Aux termes de ses dernières conclusions transmises le 12 mai 2025, Mme [F] [S] demande à la cour :

A titre principal :

- de confirmer le jugement critiqué ;

- de débouter M. [W] [S] de l'intégralité de ses demandes ;

A titre subsidiaire :

- de rappeler que la créance de salaire différée est plafonnée à l'actif de la succession et ne pourra pas donner lieu au paiement d'une soulte à la charge des cohéritiers ;

- d'accorder un délai de dix ans à la succession pour s'acquitter de la dette éventuelle de salaire différé ;

En tout état de cause :

- de débouter les parties de toutes demandes contraires ;

- le cas échéant, de dire et juger que les éventuels frais irrépétibles et dépens seront employés en frais de partage et supportés par chaque partie à proportion de ses droits dans la succession ;

- de condamner M. [W] [S] à lui payer une somme de 5 000 euros au titre des frais irrépétibles d'appel, outre les entiers dépens de première instance et d'appel.

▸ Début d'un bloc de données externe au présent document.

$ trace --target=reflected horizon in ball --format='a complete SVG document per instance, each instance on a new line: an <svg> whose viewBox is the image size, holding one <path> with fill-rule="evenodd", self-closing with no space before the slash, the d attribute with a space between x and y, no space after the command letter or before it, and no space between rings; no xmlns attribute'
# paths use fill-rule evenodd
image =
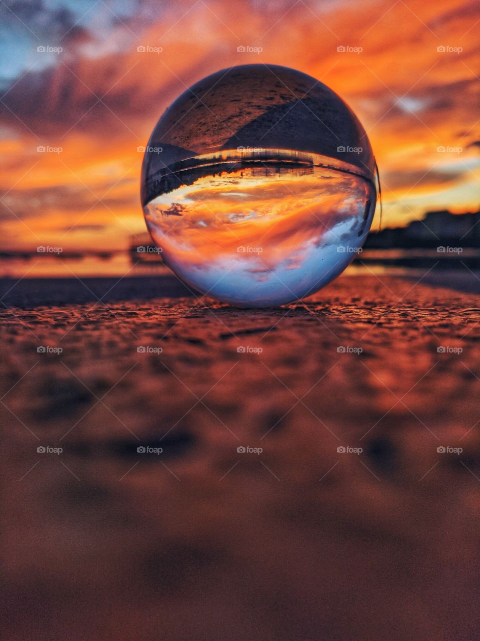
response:
<svg viewBox="0 0 480 641"><path fill-rule="evenodd" d="M370 229L377 182L366 135L336 94L292 69L250 65L204 79L167 110L141 195L179 278L224 302L268 307L343 271Z"/></svg>

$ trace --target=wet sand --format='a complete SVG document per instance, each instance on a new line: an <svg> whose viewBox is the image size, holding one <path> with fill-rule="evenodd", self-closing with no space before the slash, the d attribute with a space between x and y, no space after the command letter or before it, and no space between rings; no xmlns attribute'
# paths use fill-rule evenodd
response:
<svg viewBox="0 0 480 641"><path fill-rule="evenodd" d="M15 285L5 638L477 639L480 302L415 280Z"/></svg>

Au soutien de ses prétentions, elle fait valoir :

> sur la participation directe et effective aux travaux :

- que M. [W] [S] ne rapporte pas cette preuve, dans la mesure où les attestations versées ne sont pas probantes puisqu'elles ne précisent ni la fréquence ni l'ampleur de l'aide apportée ;

- que s'agissant de la lettre de la [11], la qualité d'aide familial affilié à la [11] est insuffisante pour établir la réalité d'une participation directe et effective ;

- qu'au cours de la période pour laquelle M. [W] [S] revendique des salaires différés, il a occupé plusieurs emplois salariés étrangers à l'exploitation agricole familiale ce qui signifie qu'il n'était pas disponible pour exploiter effectivement et directement la ferme familiale ;

- qu'ainsi, il justifie au mieux de travaux occasionnels, ce qui est insuffisant pour qualifier un contrat de travail à salaire différé ;

> sur la preuve de la non-association aux bénéfices et pertes et l'absence de contrepartie financière :

- que la simple attestation de sa mère, qui ne rapporte aucun élément de détail ou fait concret et précis, est manifestement insuffisante pour étayer cette condition nécessaire pour retenir la notion de créance de salaire différé ;

- que M. [W] [S] utilisait les moyens matériels de l'exploitation à des fins personnelles ce qui exclut tout droit à un salaire différé ;

- qu'il verse en procédure ses déclarations de revenus permettant de constater que des revenus ont été déclarés pour les années 1978 à 1982 sans qu'il n'apporte aucune précision sur la provenance de ces sommes, ni ne produise aucun bulletin de salaire ni avis d'imposition ou comptabilité de l'exploitation agricole ;

> sur les contreparties reçues valant paiement :

- que M. [W] [S] a été hébergé par ses parents à titre gratuit, en bénéficiant d'un logement indépendant et totalement rénové y compris après son mariage et la naissance de son premier enfant ;

- qu'il utilisait à des fins personnelles le cheptel, le matériel agricole et les parcelles de prés et de bois en encaissant le produit des ventes ;

- que par acte du 14 avril 1987 il a bénéficié d'une donation de [P] [S] d'une maison d'habitation au sein de laquelle il réside encore aujourd'hui ;

- que pour ces raisons, si M. [W] [S] est susceptible de prétendre à des salaires différés, il convient de constater que le paiement a été largement effectué ;

> sur la preuve de la qualité d'exploitant :

- que l'appelant ne rapporte aucun élément de nature à justifier de la qualité d'exploitant agricole de [P] [S] au cours de la période du 1er octobre 1975 au 31 décembre 1984 pendant laquelle il dit avoir participé à l'exploitation ;

- que l'attestation de la [11] est purement déclarative ;

> sur le rappel de L. 321-13 du code rural et de la pêche maritime et les délais de paiement :

- que dans l'hypothèse où la créance de salaire différé est supérieure à l'actif net successoral, les héritiers ne sont pas tenus de verser le complément de leurs deniers personnels ;

- qu'au regard de la somme demandée par M. [S], elle demande un délai jusqu'au [Date décès 2] 2028 pour que la succession puisse s'acquitter de la dette de salaire différé.

- oOo-

En application de l'article 455 du code de procédure civile, il convient de se référer pour l'exposé des moyens des parties à leurs conclusions récapitulatives visées ci-dessus.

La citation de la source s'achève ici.